The holiday season should be a time to slow down just a little, to reflect on the successes and challenges that you faced, and the opportunities and possibilities that await you in the new years.  Before you kick off the holidays, we hope that you’ll take some time to work your way through the tips that have been shared, and use our four-step process to map out your own strategy to minimize and even prevent the stress during this holiday season and beyond.

4 Responses to “Preparing for the Holidays – Social + Emotional Intelligence Strategies to send your gremlins packing”

  • Jen Marshall:

    Great reminder about naming the emotion. And the best question for me is how will my reaction to this emotion benefit anyone? If the answer is, “It will not benefit anyone, including myself”, then I work very hard at not responding in a negative manner. Of course this is all easier said than done! But I practice.

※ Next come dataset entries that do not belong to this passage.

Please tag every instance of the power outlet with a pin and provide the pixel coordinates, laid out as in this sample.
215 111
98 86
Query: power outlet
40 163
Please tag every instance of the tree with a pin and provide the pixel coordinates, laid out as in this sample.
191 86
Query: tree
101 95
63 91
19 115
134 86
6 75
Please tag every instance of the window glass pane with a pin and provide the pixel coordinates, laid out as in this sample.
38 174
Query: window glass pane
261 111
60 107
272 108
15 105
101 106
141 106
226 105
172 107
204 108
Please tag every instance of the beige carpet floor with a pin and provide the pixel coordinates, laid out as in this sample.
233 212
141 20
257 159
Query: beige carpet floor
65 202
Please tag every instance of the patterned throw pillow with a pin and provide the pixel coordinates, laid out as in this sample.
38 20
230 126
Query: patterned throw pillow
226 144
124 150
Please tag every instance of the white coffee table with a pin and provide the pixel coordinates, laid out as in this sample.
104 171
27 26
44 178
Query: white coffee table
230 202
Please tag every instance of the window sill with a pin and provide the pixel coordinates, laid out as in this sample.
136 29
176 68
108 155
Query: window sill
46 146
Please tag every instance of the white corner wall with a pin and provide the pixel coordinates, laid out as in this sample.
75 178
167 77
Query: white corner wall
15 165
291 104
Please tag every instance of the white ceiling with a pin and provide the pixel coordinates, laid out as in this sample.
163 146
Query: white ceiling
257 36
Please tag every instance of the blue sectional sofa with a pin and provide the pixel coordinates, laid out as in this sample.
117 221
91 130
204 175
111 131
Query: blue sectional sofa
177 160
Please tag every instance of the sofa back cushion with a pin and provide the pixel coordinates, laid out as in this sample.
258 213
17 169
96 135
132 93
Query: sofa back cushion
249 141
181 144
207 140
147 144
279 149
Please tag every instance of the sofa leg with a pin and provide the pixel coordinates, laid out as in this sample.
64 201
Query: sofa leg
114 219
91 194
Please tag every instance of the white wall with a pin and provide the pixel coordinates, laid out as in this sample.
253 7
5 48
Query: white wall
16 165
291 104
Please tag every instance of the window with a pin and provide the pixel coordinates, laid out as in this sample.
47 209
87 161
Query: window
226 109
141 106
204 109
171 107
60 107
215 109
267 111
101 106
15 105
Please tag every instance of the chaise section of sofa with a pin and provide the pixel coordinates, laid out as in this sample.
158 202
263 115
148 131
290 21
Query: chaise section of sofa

  • This is a great reminder for everyone for sure Howard, thank you! I know number one – Acknowledge your feelings- can be a tough one for me sometimes. We are so busy and caught up in life that we tend to just ‘bury’ our true feelings as we don’t want to; cause a problem, be overly sensitive or for so many other reasons. So I remind myself that by acknowleging how I feel I am being “true to myself”. It is who I am.

  • Virg Setzer:

    Howard – Excellent comments on preparing for and managing Holiday Stress. Also, I think another one of the SEI competencies that has a significant impact on our ability to recognize and manage our stress is “Realistic Optimism” which as you know is simply stated as:­ “expecting success rather than failure, seeing an opportunity rather than a threat; seeing others positively; expecting the future to bring positive change, that things will be better.”

    I can personally attest to the importance and value of developing this competency. Very early in my career I was the “nay sayer”, “the half empty glass guy”, a tendency towards “what was wrong”. Over many years I continued to work on and look at the world differently and now for the past 10 to 15 years, I have significantly shifted – in effect greatly increased my competency in Realistic Optimism. This in turn has done wonders for me in recognizing and managing my stress – under all circumstances and especially during potentially high stress periods like the holidays.

    My point – working to improve or increase one’s competency in Realistic Optimism will have a major impact on managing the stress of life as well as many other positive impacts. Of course as we well know improving our SEI competencies is not an event and not instant, but recognizing and working to improve each of these competencies, and including Realistic Optimism will have a very positive impact.


  • Hi Howard:

    You bring up a great point that the holidays are indeed times of greater stress for most of us, me included. Your four step process offers a strategy to help us reflect instead of react to our emotions. I also find that when coaching my clients on emotional self-control, I like to point out that emotions arise in the amygdala, which is the more primal part of the brain that controls our fight/flight response; however, our frontal lobe is where we are able to process rational thought. By giving ourselves more time to reflect, we can avoid impulsive actions that may actually increase our stress. This requires recognizing the emotion when it happens, preventing the amygdala from hijacking us, and allowing our frontal lobe more time to process what is going on.